James has played 108 minutes in the series – and scored 108 points. As Brown said, stay out of the way.
“He is making so many special plays,” teammate Mo Williams said, while meeting with the media on a patio at the team’s luxury hotel in Atlanta. “We just try to give him some space.”
While James’ performance in a 97-82 victory Saturday night didn’t quite reach the level of his 48-point effort against Detroit in the 2007 Eastern Conference finals – that was the one where he scored his team’s last 25 points in a double-overtime victory, on the way to Cleveland’s first appearance in the NBA Finals – it certainly ranked in the top five.
James was 15-of-25 shooting, including 5-of-10 from 3-point range. He drew one foul after another and was 12-of-16 at the free-throw line (compared with Atlanta’s 7-of-11). He led all rebounders with 12, leading the Cavaliers to a mammoth 46-23 edge on the boards.
On those rare occasions when he couldn’t create a shot of his own, he had eight assists. He also had a steal and a blocked shot.
It sure looked like fun.
“I’m always having fun,” James said. “I love the game with a passion.”
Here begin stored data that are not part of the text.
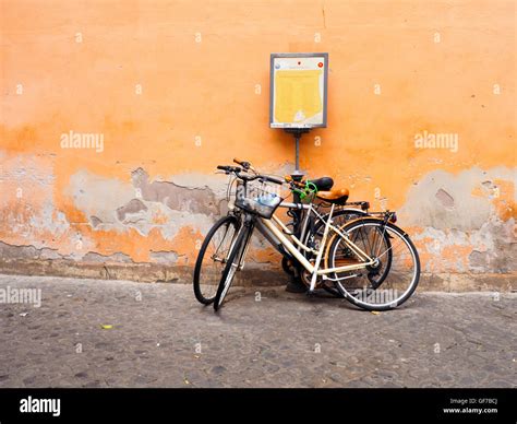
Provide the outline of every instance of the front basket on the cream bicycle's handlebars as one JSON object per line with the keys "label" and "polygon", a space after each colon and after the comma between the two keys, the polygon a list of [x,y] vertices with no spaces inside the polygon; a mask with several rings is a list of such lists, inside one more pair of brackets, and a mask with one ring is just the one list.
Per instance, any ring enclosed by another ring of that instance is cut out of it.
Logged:
{"label": "front basket on the cream bicycle's handlebars", "polygon": [[244,186],[242,181],[237,182],[235,205],[266,220],[272,217],[282,200],[272,185],[253,181]]}

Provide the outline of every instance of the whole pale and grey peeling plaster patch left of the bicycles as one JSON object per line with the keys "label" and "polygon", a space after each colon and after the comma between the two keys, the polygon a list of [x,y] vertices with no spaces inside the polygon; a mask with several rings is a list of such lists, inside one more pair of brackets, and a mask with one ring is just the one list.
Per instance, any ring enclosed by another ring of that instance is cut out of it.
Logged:
{"label": "whole pale and grey peeling plaster patch left of the bicycles", "polygon": [[[95,229],[125,232],[134,228],[147,236],[158,227],[164,238],[171,240],[185,225],[196,227],[203,234],[213,225],[218,208],[211,189],[189,189],[171,182],[149,184],[142,168],[133,172],[132,177],[136,181],[135,187],[81,170],[71,177],[67,193],[73,197],[75,207],[89,216]],[[169,196],[171,188],[176,196],[173,201]],[[140,198],[135,198],[137,189],[142,195]],[[212,205],[204,204],[206,199],[213,199]],[[176,210],[171,209],[173,205],[187,208]],[[160,223],[156,222],[156,216],[160,217]],[[87,245],[87,248],[91,246]],[[72,254],[72,257],[76,259],[77,254]]]}

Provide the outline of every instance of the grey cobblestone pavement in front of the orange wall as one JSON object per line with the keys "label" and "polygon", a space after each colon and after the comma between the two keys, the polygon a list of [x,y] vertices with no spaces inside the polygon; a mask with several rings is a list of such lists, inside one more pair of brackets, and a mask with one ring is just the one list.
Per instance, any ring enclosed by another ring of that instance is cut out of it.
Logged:
{"label": "grey cobblestone pavement in front of the orange wall", "polygon": [[375,315],[233,288],[216,315],[187,284],[0,275],[21,287],[41,305],[0,304],[0,387],[517,386],[515,294],[417,292]]}

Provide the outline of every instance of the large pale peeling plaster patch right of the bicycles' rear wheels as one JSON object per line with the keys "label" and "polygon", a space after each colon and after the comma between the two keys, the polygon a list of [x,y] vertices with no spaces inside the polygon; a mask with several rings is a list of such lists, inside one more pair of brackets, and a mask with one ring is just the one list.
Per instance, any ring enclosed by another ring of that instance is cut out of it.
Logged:
{"label": "large pale peeling plaster patch right of the bicycles' rear wheels", "polygon": [[[486,172],[473,168],[457,176],[437,170],[411,189],[399,216],[405,225],[422,227],[411,238],[424,242],[429,254],[422,263],[424,271],[517,270],[515,220],[503,222],[491,197],[472,196],[474,189],[492,189],[494,179],[512,180],[513,174],[502,167]],[[440,204],[429,201],[433,192]]]}

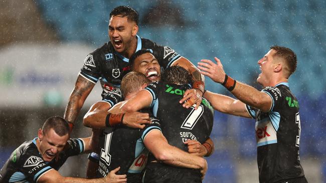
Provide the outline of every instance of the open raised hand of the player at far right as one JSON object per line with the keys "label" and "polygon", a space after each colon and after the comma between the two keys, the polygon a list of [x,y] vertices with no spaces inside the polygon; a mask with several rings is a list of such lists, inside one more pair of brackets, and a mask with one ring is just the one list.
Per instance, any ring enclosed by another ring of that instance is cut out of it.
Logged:
{"label": "open raised hand of the player at far right", "polygon": [[214,59],[216,63],[209,59],[202,59],[197,67],[201,70],[201,74],[209,76],[215,82],[223,83],[225,79],[223,65],[219,58],[214,57]]}

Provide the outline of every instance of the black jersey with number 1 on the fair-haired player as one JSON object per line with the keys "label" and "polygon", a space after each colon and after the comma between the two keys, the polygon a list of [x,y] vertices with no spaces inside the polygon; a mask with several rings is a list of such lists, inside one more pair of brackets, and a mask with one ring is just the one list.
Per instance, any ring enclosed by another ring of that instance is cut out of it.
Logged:
{"label": "black jersey with number 1 on the fair-haired player", "polygon": [[143,129],[127,126],[107,127],[100,135],[99,168],[97,177],[106,176],[120,166],[117,174],[127,174],[128,182],[141,180],[140,172],[146,165],[148,150],[143,140],[152,130],[161,130],[157,119]]}

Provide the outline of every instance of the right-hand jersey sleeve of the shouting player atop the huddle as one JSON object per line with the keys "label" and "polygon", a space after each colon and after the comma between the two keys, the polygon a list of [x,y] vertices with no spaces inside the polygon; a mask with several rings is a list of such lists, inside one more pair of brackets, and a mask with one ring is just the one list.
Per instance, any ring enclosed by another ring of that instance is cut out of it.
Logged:
{"label": "right-hand jersey sleeve of the shouting player atop the huddle", "polygon": [[153,54],[158,59],[159,65],[164,68],[168,68],[181,57],[173,48],[169,46],[160,46],[158,44],[155,44]]}

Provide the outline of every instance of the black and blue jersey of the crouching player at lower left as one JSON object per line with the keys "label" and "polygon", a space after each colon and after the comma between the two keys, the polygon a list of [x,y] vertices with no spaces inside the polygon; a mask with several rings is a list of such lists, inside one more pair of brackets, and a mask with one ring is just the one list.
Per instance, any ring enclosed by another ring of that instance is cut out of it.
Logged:
{"label": "black and blue jersey of the crouching player at lower left", "polygon": [[85,147],[82,139],[69,139],[57,159],[44,161],[36,146],[36,139],[26,141],[14,150],[0,170],[0,182],[37,182],[49,170],[59,170],[69,156],[78,155]]}

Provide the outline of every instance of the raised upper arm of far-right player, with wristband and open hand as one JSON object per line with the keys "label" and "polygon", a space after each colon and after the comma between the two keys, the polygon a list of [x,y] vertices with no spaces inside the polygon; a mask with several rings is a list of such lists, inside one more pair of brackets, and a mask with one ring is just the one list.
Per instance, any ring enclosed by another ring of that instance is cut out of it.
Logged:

Amazingly for someone who had the ball in his hands so much, he turned it over all of one time.
“Our guys did the best they could to guard him,” said Hawks guard Flip Murray, a former Sonics player. “But when you’re hitting shots like that, it’s hard for anyone to guard.”
Murray is a former Cavaliers teammate, but this isn’t the King James he remembers.
“He’s matured a lot since I was there with him,” Murray said.
The Hawks tried to guard James with two or three players, but it really didn’t matter. Once he pulled up at the top of the key, a good five feet shy of the 3-point line, and hoisted a shot before Atlanta had time to react.
A couple of times, he dribbled past all five players on the home team, weaving this way and that as though he were a catch-me-if-you-can point guard – not a 6-foot-8, 250-pounder. The result was the same.
“When he’s really got it going,” Williams said, “it doesn’t matter how many players are on him.”
Forget about the play
When the Dallas Mavericks went over game film from Saturday’s 106-105 loss to Denver, there was one key play missing from the highlights.
Missing was Dallas’ Antoine Wright bumping Carmelo Anthony in an obvious attempt to draw a foul, then bumping him again, yet not drawing a whistle. Anthony then made a 3-pointer with one second to go to win the game for Denver.
“We’re not going to get that last play back, so just by watching it doesn’t do us any good,” Mavs star Dirk Nowitzki said.